Another result of Kelley’s study we could not confirm was a higher risk of microvascular complications in patients with cardiovascular comorbidities receiving tamoxifen. In our study, patients receiving tamoxifen were younger than patients not receiving tamoxifen. Age did not affect the risk of complications in women receiving tamoxifen, although it is known that premenopausal women are at high risk for adverse effects, whereas in postmenopausal women acute vascular responses decline with age [2], [15].
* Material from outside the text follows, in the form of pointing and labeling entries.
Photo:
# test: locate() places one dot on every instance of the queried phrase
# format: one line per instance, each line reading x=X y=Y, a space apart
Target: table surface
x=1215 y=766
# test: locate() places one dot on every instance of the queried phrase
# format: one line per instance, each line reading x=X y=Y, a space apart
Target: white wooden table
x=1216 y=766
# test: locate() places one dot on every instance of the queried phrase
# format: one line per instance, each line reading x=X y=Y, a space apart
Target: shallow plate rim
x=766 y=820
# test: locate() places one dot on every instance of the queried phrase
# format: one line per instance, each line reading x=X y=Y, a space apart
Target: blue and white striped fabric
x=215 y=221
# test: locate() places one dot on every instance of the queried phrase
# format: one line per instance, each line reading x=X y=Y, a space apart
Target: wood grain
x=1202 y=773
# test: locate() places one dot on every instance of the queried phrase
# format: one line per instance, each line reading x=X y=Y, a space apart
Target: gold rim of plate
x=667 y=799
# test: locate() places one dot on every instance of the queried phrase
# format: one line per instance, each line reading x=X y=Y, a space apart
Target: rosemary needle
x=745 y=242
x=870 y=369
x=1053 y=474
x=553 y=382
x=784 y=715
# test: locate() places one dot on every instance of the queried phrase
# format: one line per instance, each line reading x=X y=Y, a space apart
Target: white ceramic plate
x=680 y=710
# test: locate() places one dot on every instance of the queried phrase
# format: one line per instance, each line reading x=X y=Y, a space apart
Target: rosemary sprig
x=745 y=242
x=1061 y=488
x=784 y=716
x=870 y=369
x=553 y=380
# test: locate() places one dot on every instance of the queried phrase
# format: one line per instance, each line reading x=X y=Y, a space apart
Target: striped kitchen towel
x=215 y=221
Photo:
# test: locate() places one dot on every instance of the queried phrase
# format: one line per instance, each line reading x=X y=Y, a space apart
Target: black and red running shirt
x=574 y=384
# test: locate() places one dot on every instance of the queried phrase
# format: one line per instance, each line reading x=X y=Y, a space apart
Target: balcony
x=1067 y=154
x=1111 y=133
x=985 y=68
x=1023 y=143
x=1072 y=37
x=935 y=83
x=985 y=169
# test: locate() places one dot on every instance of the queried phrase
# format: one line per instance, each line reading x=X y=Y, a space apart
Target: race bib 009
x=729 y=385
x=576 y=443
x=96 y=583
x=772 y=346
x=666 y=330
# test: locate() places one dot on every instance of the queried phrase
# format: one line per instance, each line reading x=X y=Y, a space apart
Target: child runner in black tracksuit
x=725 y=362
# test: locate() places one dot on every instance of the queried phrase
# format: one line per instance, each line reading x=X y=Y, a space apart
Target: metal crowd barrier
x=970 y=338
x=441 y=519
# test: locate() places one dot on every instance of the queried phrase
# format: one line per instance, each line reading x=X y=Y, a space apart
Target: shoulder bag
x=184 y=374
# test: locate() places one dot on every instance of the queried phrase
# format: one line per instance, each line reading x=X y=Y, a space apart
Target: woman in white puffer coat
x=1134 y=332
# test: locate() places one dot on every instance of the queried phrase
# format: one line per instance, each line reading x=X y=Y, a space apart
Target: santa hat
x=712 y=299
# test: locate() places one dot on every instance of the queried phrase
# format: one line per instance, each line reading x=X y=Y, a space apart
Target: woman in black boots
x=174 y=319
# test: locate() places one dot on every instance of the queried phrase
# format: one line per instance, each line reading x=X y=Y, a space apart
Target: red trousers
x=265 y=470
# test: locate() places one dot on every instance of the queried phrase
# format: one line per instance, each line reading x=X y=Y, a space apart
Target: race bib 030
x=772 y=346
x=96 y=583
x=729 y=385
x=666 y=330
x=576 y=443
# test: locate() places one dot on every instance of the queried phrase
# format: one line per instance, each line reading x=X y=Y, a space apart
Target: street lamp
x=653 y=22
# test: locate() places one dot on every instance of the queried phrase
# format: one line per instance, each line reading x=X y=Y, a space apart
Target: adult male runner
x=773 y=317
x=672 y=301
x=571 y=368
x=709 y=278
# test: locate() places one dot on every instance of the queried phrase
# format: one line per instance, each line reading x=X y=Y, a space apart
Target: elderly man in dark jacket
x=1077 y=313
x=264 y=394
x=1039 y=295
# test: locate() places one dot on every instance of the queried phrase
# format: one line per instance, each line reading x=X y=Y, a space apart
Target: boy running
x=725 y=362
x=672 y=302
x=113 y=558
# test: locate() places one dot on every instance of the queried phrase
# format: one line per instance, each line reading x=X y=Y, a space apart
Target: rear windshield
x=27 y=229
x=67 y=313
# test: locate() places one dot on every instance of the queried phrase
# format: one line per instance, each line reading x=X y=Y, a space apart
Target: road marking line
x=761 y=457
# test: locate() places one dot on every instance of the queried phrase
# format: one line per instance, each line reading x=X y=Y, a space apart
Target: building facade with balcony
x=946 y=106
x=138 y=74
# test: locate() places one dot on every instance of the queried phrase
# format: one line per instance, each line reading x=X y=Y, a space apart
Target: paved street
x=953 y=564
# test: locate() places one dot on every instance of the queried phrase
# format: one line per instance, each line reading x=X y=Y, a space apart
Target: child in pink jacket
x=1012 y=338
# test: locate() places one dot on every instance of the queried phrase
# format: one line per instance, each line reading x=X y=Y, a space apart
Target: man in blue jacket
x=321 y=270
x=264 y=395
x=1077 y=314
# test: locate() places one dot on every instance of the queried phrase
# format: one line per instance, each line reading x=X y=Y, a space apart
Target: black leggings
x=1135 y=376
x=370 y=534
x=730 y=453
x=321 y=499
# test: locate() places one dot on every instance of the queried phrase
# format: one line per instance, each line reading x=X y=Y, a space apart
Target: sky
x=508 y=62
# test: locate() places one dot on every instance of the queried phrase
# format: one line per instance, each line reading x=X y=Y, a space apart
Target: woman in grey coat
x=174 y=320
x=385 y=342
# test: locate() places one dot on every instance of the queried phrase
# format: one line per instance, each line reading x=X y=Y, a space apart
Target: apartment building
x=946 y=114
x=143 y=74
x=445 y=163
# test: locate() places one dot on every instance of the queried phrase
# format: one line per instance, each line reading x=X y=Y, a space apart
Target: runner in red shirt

An analysis of multiple study variables, such as comorbidities and surgical management, implies a much higher study population. We therefore also postulate the need for a prospective multi-center-study with a large amount of patiens that focuses on a few selected clinically significant variables. Due to the fact that vascular responsiveness to estrogen may differ significantly between various vascular locations, it seems that this study should also focus on only one region of flap origin, such as the abdomen (DIEP-, TRAM-, SIEP flaps) [8], [16].

Conclusions

In comparison to the retrospective study of Kelley et al. our study is limited by the small sample size. Although we could not show an increased risk of flap failure or other microvascular flap complications in patients receiving tamoxifen at the time of delayed microsurgical breast reconstruction, we support the suggestion of Kelley and colleagues to pause tamoxifen for one month before surgery in order to avoid potential adverse effects of tamoxifen on the vascular endothelium of a microsurgically reconstructed breast. This treatment algorithm is supported by our oncologists who do not expect any adverse effects related to the pause in tamoxifen treatment.
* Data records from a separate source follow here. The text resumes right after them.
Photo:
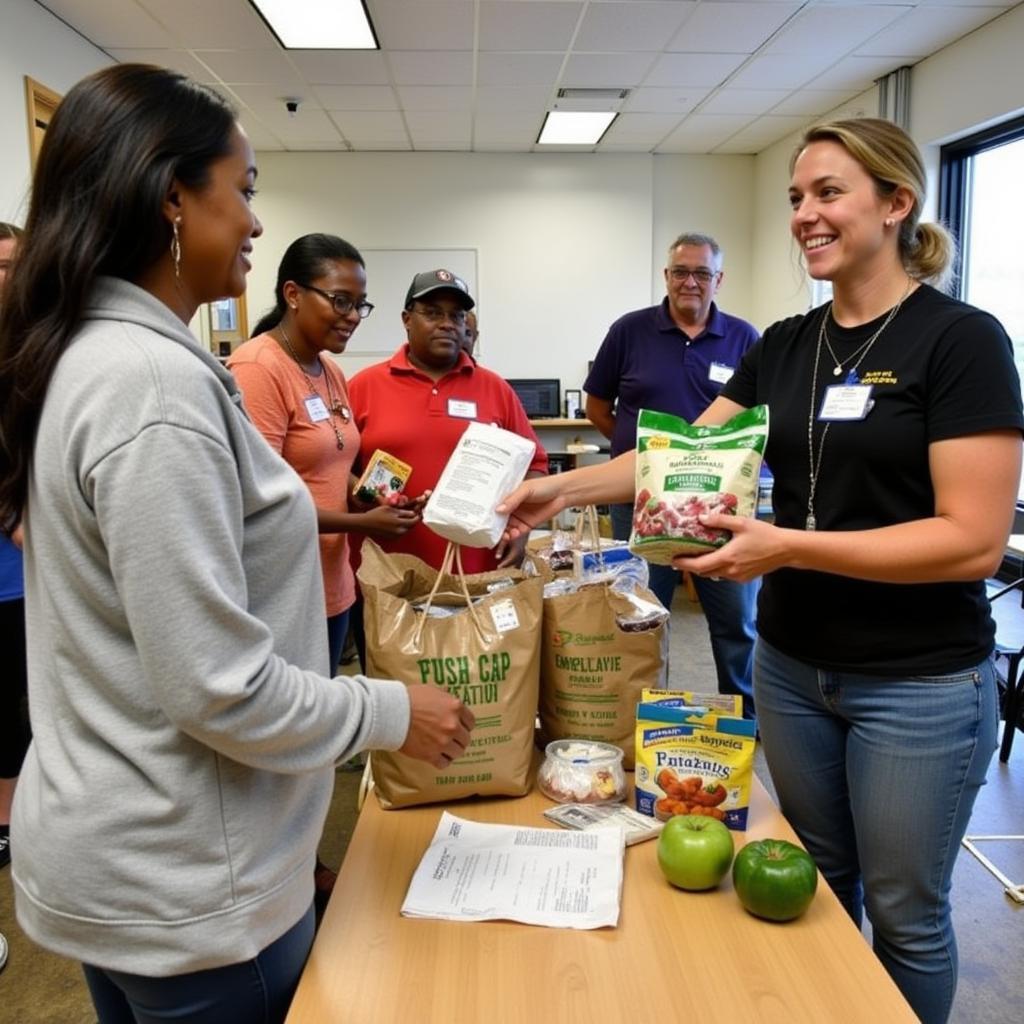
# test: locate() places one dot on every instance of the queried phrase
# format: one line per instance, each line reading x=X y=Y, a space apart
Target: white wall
x=565 y=242
x=33 y=42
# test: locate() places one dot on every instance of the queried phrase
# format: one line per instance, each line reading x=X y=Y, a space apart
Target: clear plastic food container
x=582 y=771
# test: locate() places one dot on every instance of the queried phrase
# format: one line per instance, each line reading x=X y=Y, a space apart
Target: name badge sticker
x=720 y=373
x=462 y=409
x=846 y=401
x=316 y=410
x=504 y=615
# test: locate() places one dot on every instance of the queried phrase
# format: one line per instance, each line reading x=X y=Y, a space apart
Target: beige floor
x=37 y=987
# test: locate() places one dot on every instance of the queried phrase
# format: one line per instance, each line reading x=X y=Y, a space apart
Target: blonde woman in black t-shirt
x=896 y=450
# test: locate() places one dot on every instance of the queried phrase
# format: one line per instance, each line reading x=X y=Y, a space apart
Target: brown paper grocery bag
x=596 y=656
x=486 y=652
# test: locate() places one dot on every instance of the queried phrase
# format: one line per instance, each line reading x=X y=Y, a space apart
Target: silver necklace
x=862 y=350
x=334 y=406
x=814 y=460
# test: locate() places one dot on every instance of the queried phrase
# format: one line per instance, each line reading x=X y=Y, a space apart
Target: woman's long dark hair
x=306 y=258
x=116 y=143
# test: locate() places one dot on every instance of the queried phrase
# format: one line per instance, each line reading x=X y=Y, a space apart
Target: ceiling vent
x=601 y=95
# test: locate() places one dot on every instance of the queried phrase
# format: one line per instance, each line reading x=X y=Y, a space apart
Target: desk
x=674 y=956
Further prospective and randomized studies have to address the question when tamoxifen should be paused before surgery and when it should be given again. They should also focus on only one region of flap origin, such as the abdomen (DIEP-, TRAM-, SIEP flaps), in order to exclude further variables. While reconstructive and microsurgical methods are mostly standardized, anticoagulative protocols and practices lack sufficient evidence. The influence of perioperative anticoagulative protocols on the outcome of free flap surgery should therefore also be considered in future studies.

Notes

Competing interests

The authors have no financial and personal relationships with other people or organisations that could inappropriately influence (bias) this study.